Ciao e ben trovato nel sito della Cicli Bagigi. Innanzitutto grazie per aver digitato www.ciclibagigi.it.
La prima cosa a cui teniamo è spendere alcune parole sulla bicicletta, sicuramente il mezzo di locomozione più semplice al mondo, ma che allo stesso tempo nasconde tantissimi segreti che forse tutti non conoscono. Cosa sicuramente risaputa anche da un bambino, è che per far muovere una bicicletta dobbiamo pedalare!
Cosa intendiamo dire con questo?
Semplice……… che la bicicletta intesa come oggetto di un sano, entusiasmante sport come il ciclismo, non dispone di nessun tipo di motore elettrico o meccanico, ma permette di spostarsi anche per lunghi tragitti con le proprie sole forze. Quindi il motore di una bicicletta è il ciclista con il suo gesto atletico. A questo punto si può parlare anche di potenza che può sprigionare il “motore umano”, la quale viene misurata in watt, unità di potenza, che rappresenta il lavoro compiuto per alzare verticalmente di un metro, in un secondo, una massa di 102 grammi.

E’ noto che un ciclista professionista raggiunge il suo massimo intorno ai 600 watt, e non può impegnarsi più di un’ora a questo regime, mentre un ciclista senza allenamento dispone abbastanza facilmente di una potenza dell’ordine di 200-250 watt.
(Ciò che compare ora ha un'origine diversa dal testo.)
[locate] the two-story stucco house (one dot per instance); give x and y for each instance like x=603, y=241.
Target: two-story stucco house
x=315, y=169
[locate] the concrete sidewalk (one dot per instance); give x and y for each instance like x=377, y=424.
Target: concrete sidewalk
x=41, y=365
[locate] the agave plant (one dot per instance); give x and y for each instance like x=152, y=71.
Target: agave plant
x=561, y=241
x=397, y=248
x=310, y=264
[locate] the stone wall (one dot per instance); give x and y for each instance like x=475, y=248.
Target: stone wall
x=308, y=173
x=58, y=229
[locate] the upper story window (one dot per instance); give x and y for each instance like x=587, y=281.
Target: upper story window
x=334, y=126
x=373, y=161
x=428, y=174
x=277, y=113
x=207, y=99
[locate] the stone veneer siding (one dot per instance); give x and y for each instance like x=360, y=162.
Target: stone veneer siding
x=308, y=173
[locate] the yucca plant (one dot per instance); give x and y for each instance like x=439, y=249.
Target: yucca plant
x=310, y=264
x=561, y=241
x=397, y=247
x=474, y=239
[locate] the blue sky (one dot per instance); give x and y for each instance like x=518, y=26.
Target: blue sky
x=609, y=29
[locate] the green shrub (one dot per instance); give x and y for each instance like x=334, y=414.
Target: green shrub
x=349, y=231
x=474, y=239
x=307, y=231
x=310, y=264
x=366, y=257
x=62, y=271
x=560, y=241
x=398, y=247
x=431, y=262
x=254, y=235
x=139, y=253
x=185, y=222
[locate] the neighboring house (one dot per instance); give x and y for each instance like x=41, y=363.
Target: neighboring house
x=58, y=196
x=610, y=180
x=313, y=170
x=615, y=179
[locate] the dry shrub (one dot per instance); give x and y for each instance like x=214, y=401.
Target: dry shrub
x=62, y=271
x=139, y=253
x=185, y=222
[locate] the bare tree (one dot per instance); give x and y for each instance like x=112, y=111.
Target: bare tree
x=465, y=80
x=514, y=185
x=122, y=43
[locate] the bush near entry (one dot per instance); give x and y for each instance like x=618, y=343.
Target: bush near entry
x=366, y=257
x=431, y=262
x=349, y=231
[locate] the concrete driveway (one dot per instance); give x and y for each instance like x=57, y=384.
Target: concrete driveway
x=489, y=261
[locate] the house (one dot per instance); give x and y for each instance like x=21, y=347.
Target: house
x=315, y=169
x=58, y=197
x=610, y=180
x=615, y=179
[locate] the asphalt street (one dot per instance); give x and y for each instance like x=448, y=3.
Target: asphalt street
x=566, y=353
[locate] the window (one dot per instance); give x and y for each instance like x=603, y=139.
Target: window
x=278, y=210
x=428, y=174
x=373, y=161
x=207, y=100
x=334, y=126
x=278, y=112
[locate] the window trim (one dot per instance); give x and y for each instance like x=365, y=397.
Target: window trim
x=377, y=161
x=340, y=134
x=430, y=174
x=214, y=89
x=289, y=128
Proviamo ora a fare un confronto tra la potenza del motore umano, e un motore a scoppio di una utilitaria con una cilindrata da 1300 cc. Quest’ultima dispone di una potenza di circa 56 kilo watt. A questo punto se si pensa che 1 kilo watt è equivalente a 1000 watt, chiunque può immaginarsi la differenza di potenza che esiste tra il motore umano, e un motore a scoppio di media cilindrata. Ritornando alla nostra amatissima bicicletta, ne scaturisce che il nostro apparato locomotore, non dovrà disperdere nemmeno una goccia della sua preziosa potenza!
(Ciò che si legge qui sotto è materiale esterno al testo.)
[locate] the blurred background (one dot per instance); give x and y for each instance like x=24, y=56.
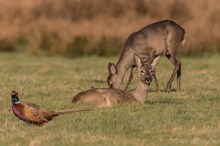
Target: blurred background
x=100, y=27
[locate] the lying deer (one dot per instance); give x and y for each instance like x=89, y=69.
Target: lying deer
x=106, y=97
x=150, y=43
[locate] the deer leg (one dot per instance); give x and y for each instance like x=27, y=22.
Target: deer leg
x=156, y=83
x=133, y=70
x=178, y=76
x=177, y=70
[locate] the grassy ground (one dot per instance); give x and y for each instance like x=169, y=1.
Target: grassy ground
x=190, y=117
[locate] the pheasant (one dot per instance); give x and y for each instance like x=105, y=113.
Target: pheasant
x=31, y=113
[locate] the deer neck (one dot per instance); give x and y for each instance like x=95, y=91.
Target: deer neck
x=140, y=93
x=124, y=63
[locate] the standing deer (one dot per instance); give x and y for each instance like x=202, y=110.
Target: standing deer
x=106, y=97
x=150, y=43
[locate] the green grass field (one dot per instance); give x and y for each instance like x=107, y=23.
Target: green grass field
x=190, y=117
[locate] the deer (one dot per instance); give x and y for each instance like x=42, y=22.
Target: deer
x=107, y=97
x=158, y=39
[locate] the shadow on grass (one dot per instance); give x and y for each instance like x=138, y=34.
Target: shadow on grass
x=162, y=90
x=95, y=81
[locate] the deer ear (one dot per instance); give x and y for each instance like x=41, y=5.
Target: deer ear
x=112, y=68
x=155, y=62
x=137, y=61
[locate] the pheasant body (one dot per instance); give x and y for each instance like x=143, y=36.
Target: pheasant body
x=31, y=113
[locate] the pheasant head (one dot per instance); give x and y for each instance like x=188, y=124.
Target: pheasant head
x=14, y=97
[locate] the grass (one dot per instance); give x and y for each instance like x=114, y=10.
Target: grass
x=190, y=117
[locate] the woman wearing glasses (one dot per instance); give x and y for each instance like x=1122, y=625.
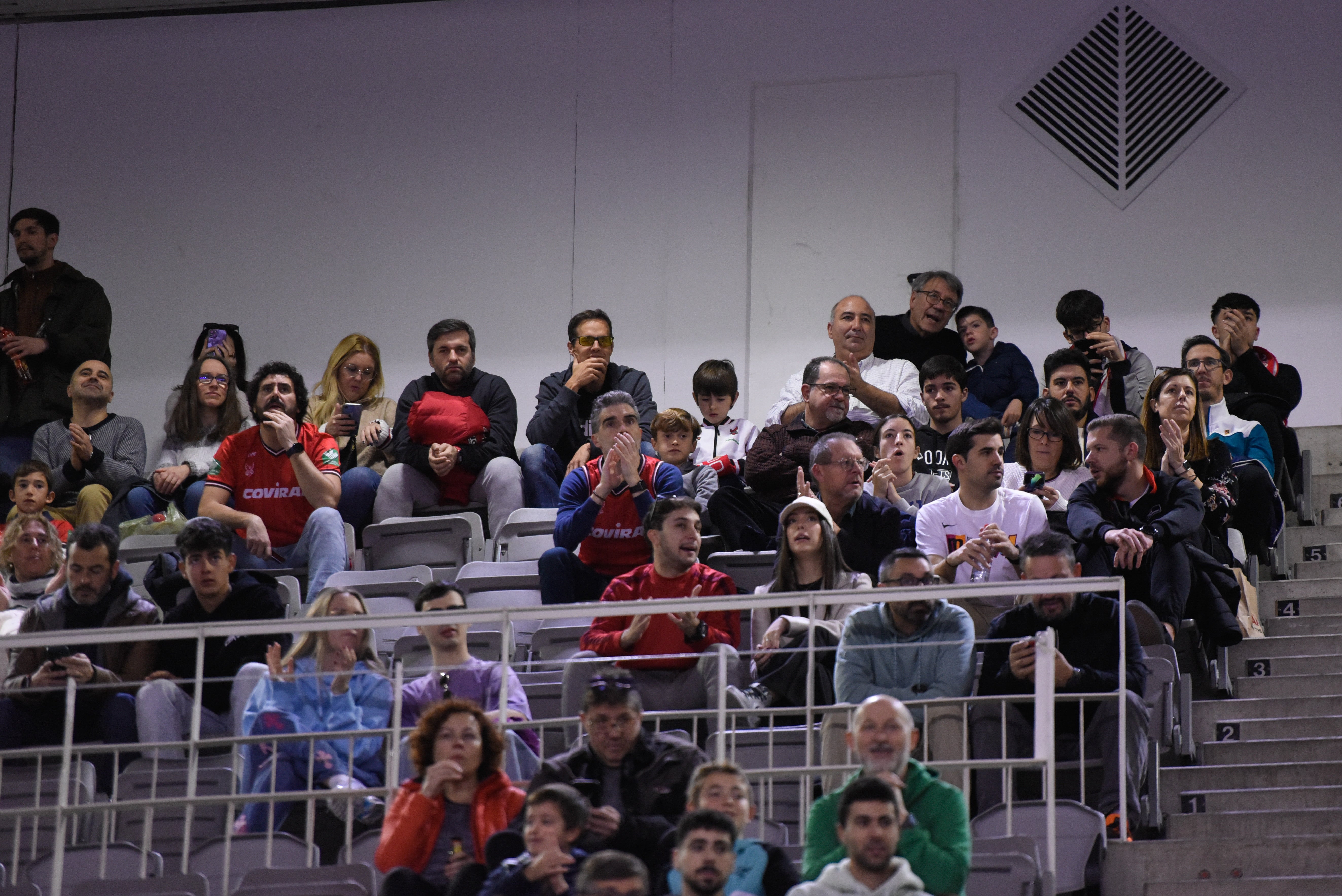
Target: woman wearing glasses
x=207, y=411
x=1047, y=445
x=435, y=832
x=349, y=404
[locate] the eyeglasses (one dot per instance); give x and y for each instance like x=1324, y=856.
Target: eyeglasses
x=909, y=581
x=367, y=373
x=849, y=465
x=948, y=302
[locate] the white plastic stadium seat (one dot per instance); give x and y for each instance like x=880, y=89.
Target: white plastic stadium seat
x=450, y=541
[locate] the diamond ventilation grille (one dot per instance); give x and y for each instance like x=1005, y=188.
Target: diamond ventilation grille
x=1128, y=96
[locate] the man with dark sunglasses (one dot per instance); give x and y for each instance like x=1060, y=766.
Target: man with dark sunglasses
x=560, y=431
x=919, y=650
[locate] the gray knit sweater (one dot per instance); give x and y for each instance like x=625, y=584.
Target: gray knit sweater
x=119, y=455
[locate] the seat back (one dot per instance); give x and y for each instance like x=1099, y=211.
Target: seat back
x=1081, y=837
x=167, y=825
x=91, y=863
x=748, y=569
x=238, y=854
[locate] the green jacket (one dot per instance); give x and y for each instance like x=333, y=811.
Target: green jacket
x=937, y=846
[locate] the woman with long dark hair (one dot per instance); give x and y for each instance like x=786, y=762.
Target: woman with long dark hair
x=1047, y=445
x=207, y=411
x=810, y=560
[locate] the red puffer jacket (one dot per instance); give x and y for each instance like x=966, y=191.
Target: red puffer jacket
x=414, y=823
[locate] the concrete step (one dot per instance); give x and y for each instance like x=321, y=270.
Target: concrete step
x=1289, y=686
x=1249, y=887
x=1208, y=713
x=1131, y=866
x=1294, y=666
x=1238, y=753
x=1287, y=626
x=1321, y=569
x=1285, y=823
x=1187, y=780
x=1273, y=799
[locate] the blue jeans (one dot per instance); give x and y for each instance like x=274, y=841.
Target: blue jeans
x=143, y=502
x=358, y=490
x=543, y=473
x=567, y=580
x=321, y=549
Per fare sì che ciò avvenga, ci sono due traguardi importantissimi da rispettare.:
- punto primo è di acquistare la giusta bicicletta, di qualunque tipo essa sia, corsa mtb o svago, quindi parliamo di misure, come quando acquistiamo un paio di scarpe o un vestito, e l’unico consiglio che possiamo darvi in merito, è di acquistarla esclusivamente presso i negozi di ciclismo specializzati;
- punto secondo, ma non per importanza, è l’efficienza e la manutenzione della bicicletta. Un ciclista In sella deve lottare contro la forza di gravità quando va in salita, contro l’attrito della strada, e contro la resistenza dell’aria. Se a tutte queste forze contrastanti aggiungiamo anche l’attrito di qualche componente usurato del nostro mezzo, ecco che andiamo a disperdere energia inutilmente.
Quindi anche per la nostra sicurezza (cosa non da poco) consigliamo sempre di far controllare circa ogni 1000-1500 km. l’allungamento della catena, il controllo dei giochi, gli ingrassaggi, le ruote, e dopo i due anni di utilizzo di controllare regolarmente anche tutti quei componenti che sostengono il ciclista; telaio, reggisella, manubrio e attacco manubrio, pedaliere ecc…ecc…
Una catena usurata e un movimento centrale con del gioco può diminuire il rendimento meccanico del nostro mezzo anche del 30%, mentre provate a pensare cosa accadrebbe in una fase di sforzo intenso, come avviene durante uno scatto, dovesse cedere un qualsiasi componente a cui siamo saldamente ancorati sulla nostra bicicletta.